The YAML file is the form. GitHub is the CMS. Git history is your changelog.

Want to change a field label? Edit the file, push, done. Want to review changes before they go live? Open a pull request and read the diff.

Conditional visibility? One line: visible_when: data.citizenship === 'Yes'. Routing between sections? A next property with simple rules. Webhooks? A few lines at the bottom of the file. The examples repo shows how these pieces compose in real forms, including an advanced example with multi-section routing and conditional logic.


The Real Benefit Isn’t YAML

The benefit isn’t that YAML is exciting.

It’s that files fit into an existing workflow:

What I actually noticed after switching wasn’t any single feature — it was that forms stopped feeling like a separate concern. The same muscle memory I use to change infrastructure now applies to an onboarding flow. When something breaks, git blame tells me when it changed. When I want to review a form update, it’s just a diff. When I want to roll something back, it’s git revert. I stopped context-switching between “the codebase” and “the form builder” — because there’s no form builder to switch to.

Forms stop being fragile, external mini-products. They become part of the system — reviewed, versioned, and traceable like everything else. And that shift feels surprisingly significant.

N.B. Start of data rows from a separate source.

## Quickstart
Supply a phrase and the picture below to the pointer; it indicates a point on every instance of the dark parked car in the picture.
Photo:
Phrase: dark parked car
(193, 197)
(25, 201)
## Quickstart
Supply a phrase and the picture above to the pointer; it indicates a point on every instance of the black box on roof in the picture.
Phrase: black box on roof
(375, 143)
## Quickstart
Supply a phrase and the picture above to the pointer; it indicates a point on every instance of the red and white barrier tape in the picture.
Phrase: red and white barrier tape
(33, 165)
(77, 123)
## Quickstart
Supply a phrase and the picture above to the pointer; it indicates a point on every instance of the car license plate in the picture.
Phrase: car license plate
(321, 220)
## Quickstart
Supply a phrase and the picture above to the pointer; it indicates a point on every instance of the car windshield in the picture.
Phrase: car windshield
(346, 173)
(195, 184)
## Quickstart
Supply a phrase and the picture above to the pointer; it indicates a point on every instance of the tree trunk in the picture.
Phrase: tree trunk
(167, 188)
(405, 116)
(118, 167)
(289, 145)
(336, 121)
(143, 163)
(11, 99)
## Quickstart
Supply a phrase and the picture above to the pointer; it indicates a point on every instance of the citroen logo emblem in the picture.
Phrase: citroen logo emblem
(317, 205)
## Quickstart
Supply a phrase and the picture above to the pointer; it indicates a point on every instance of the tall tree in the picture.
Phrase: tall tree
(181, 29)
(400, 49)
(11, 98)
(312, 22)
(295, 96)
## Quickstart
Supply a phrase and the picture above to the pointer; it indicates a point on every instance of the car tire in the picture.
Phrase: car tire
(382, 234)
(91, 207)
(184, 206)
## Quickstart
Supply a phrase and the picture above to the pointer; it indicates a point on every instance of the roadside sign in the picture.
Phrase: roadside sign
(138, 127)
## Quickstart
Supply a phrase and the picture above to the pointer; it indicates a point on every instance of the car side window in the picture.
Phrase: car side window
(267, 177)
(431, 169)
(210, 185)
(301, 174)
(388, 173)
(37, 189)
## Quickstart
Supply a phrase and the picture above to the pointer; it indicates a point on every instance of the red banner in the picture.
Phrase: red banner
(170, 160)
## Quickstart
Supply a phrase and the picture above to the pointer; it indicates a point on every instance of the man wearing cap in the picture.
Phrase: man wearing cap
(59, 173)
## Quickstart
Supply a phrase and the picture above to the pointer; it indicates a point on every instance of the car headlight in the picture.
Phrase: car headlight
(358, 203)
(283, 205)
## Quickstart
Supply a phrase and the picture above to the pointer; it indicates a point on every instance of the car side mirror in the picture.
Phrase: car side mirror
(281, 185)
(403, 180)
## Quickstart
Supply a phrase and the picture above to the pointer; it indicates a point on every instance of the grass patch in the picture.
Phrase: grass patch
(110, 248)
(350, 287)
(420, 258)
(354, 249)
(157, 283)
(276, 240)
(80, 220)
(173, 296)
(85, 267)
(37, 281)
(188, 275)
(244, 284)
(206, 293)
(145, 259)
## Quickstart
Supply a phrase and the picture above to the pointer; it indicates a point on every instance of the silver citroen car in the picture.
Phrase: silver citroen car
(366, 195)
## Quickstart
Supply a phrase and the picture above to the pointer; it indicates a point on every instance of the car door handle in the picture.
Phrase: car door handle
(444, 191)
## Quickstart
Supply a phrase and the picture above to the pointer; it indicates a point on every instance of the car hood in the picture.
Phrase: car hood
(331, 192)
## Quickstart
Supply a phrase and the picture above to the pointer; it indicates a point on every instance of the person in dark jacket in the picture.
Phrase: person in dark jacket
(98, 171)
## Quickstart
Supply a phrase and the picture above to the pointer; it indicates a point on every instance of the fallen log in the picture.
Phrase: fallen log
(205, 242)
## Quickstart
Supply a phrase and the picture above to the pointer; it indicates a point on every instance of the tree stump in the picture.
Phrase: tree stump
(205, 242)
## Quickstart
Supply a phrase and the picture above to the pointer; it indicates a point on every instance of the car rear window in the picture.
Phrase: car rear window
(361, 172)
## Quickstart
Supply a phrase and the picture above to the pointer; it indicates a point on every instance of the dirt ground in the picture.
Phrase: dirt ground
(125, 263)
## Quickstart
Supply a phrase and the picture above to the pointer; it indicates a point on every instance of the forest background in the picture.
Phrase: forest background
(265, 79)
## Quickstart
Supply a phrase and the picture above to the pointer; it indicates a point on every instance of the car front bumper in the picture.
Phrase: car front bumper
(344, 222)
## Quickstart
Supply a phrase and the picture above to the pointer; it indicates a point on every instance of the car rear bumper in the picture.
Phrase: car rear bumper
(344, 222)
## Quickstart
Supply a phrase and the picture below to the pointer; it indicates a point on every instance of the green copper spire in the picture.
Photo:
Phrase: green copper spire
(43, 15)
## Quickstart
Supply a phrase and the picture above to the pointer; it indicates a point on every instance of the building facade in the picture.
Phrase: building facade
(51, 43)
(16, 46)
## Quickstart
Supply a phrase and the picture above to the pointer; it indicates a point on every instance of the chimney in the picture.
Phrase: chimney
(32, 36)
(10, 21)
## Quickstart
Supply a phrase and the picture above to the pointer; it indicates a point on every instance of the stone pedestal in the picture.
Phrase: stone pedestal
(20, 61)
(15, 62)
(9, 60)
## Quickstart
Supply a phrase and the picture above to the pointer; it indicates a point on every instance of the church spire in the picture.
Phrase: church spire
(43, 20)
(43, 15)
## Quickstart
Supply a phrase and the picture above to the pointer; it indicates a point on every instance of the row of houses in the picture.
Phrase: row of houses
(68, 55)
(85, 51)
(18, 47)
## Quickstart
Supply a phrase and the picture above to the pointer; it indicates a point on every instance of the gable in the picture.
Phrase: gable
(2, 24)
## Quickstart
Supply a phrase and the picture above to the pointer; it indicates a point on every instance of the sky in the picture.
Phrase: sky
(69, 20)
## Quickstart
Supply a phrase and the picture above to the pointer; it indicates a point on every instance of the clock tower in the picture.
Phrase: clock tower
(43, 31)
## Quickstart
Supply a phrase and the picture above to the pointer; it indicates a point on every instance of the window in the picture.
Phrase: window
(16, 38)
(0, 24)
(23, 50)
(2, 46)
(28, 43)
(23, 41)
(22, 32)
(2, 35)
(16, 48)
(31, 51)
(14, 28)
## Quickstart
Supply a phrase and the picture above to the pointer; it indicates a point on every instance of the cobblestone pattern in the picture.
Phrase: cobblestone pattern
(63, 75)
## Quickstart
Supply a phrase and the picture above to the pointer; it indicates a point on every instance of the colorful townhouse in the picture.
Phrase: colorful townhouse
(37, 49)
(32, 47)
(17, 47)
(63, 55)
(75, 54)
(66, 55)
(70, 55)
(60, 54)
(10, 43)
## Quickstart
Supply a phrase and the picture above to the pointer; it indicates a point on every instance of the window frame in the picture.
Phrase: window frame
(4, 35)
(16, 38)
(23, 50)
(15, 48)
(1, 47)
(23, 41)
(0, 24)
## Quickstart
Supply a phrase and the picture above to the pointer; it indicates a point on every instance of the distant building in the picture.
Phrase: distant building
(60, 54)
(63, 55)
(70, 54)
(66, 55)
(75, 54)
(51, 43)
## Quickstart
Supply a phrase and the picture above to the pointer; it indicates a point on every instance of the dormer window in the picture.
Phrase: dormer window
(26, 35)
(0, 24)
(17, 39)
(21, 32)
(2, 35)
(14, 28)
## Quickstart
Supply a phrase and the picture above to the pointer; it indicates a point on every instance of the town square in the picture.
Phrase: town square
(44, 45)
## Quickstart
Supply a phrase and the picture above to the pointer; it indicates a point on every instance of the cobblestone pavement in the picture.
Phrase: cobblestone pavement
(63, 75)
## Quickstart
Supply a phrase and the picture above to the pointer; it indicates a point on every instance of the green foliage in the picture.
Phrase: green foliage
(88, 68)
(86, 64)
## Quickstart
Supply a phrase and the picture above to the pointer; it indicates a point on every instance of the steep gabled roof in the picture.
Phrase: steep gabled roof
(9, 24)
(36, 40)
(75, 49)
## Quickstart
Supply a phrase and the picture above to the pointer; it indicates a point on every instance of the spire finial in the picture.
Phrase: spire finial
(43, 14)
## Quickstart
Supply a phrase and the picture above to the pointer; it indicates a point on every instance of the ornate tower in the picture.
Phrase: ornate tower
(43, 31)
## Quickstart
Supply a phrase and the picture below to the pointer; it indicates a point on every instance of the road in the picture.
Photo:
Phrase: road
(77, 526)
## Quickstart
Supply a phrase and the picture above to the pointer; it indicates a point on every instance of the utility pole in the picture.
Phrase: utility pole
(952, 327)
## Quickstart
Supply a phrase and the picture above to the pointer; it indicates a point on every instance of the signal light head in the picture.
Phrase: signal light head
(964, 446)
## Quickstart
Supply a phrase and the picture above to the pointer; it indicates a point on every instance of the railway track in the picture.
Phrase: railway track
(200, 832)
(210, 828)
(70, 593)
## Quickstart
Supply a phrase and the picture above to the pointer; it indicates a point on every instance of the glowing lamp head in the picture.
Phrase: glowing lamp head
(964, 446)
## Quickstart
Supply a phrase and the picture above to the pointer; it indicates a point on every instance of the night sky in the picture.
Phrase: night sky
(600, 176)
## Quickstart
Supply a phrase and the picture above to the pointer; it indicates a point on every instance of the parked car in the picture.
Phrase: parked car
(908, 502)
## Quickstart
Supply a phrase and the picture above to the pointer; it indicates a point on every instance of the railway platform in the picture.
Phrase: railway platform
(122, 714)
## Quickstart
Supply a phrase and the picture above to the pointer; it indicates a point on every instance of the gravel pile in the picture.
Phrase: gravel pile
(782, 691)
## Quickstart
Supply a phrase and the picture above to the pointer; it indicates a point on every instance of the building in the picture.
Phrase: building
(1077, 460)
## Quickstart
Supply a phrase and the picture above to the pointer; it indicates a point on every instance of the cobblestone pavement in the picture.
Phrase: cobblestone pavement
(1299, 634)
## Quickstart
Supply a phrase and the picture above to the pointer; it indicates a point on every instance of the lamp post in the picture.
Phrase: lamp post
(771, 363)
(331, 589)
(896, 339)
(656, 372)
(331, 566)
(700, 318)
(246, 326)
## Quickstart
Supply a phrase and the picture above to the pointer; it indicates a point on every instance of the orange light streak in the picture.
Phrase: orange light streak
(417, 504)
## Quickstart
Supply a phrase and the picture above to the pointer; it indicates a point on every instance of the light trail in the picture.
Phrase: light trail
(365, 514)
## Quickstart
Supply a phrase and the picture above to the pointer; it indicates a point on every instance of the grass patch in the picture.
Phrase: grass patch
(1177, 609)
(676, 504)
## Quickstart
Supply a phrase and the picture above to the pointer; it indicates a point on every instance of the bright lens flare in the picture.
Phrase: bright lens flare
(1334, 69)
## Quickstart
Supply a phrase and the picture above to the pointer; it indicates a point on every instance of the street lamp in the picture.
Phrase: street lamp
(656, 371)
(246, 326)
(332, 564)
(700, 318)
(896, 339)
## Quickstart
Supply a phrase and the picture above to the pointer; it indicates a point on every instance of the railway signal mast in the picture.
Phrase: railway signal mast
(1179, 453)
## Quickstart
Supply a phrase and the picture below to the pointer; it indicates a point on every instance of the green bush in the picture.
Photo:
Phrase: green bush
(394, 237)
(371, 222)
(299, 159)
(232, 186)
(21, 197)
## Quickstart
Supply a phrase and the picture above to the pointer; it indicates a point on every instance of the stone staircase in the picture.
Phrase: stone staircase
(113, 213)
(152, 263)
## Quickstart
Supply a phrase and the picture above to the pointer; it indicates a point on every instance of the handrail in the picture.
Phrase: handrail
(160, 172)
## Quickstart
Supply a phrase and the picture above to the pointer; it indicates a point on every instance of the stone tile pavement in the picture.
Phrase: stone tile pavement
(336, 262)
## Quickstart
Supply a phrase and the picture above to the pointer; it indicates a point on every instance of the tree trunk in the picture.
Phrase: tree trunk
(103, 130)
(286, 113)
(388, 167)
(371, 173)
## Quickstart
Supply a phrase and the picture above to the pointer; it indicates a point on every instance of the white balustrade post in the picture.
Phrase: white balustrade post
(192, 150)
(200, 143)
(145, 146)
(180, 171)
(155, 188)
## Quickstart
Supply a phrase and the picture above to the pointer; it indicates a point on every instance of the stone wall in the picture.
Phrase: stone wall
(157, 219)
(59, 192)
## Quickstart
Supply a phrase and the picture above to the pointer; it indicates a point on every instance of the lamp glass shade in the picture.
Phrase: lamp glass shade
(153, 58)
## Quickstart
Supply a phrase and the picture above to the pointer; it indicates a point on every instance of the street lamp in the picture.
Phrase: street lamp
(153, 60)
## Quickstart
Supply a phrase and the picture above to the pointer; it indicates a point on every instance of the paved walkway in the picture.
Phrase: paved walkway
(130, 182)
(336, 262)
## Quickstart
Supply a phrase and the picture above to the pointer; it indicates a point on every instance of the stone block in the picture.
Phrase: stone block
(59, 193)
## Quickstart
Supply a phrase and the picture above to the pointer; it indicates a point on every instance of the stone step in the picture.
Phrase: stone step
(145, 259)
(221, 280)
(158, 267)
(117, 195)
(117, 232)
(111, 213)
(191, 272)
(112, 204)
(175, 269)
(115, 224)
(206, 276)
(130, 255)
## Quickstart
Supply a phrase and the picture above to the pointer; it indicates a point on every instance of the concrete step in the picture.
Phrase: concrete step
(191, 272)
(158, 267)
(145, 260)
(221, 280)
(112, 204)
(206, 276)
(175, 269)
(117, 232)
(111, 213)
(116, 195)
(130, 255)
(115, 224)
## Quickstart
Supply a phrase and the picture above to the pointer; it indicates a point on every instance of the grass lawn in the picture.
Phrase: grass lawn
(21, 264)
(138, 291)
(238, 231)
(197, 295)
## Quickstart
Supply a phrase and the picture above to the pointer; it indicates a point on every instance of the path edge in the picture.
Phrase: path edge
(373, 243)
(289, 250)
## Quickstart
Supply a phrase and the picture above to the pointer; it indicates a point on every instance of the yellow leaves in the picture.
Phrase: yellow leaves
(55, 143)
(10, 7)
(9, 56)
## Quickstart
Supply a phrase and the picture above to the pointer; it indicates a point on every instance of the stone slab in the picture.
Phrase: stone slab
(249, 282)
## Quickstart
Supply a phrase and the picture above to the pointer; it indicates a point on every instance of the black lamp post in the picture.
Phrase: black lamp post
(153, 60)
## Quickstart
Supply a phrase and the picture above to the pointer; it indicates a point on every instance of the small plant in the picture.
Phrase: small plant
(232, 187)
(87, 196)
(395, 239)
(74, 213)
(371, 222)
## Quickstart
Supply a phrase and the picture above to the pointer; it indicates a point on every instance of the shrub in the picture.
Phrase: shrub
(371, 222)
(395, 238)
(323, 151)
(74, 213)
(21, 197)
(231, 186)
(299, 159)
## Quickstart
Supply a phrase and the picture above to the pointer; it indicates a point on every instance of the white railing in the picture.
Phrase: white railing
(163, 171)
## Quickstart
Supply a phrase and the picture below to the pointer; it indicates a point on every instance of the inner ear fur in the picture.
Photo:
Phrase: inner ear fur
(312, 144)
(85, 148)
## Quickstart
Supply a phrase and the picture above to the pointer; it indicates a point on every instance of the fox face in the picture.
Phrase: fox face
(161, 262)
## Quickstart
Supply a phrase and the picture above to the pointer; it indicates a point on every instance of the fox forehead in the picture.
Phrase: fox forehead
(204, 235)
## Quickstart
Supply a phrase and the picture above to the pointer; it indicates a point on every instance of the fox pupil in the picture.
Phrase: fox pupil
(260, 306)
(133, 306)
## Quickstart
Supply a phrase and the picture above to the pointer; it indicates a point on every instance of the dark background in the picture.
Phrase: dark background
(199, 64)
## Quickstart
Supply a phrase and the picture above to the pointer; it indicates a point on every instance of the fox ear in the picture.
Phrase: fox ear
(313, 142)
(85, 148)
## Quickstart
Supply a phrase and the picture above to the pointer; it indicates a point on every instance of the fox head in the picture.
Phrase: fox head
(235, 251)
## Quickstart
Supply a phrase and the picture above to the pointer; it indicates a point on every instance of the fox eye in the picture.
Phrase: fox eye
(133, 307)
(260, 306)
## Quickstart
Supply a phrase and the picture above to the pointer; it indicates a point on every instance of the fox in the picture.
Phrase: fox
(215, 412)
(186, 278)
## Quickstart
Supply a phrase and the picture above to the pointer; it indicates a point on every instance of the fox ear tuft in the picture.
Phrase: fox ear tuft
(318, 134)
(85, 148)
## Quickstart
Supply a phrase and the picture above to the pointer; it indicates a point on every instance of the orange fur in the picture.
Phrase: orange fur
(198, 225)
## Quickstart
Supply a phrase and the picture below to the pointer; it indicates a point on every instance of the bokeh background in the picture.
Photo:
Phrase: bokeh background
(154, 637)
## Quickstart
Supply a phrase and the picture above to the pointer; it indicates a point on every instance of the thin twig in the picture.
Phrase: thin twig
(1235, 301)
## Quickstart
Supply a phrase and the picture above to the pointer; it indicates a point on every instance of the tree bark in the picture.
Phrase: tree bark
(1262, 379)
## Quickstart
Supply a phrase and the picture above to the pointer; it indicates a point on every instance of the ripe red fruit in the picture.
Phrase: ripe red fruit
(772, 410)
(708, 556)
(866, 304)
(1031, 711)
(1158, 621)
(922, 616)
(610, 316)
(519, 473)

Maybe They Don’t Need to Be Special

We used to manually provision servers. We used to click through CI dashboards. We used to manage permissions in admin UIs. Then, one by one, we decided configuration was better.

When forms live outside the repo, they drift. They’re harder to audit, harder to review, harder to reason about at scale. Nobody notices when a routing rule silently breaks in a form builder — there’s no diff to catch it. When forms are configuration, they inherit the stability of everything else in the stack.

It’s not about replacing visual builders — those are great for many workflows. It’s about whether forms are fundamentally different, or whether we’ve just gotten used to treating them that way.

Forms might just be the last holdout. And maybe they don’t need to be.

If infrastructure can be code, and pipelines can be code, and policy can be code — why can’t forms just be configuration?


Try It

One honest caveat first: this approach assumes you’re comfortable with YAML and live in Git. If indentation rules make you nervous, this isn’t your tool. If you need to hand form creation to a non-technical team, use Tally — it’s great, and it’s built for that workflow. This is a tool built for engineers who’d rather type than click.

Three ways in:

  1. Browse the examples repo — every feature mentioned here has a working example.
  2. See the advanced example live — multi-section, conditional visibility, conditional routing.
  3. Fork the repo, create a YAML file, push it. Your form is live.

I’m not going to pretend this is the future of all forms. But if you’ve ever hit the ceiling of a form builder and found yourself choosing between “live with the limitation” and “build it from scratch” — there’s a third option now. A YAML file, a Git repo, and nothing else.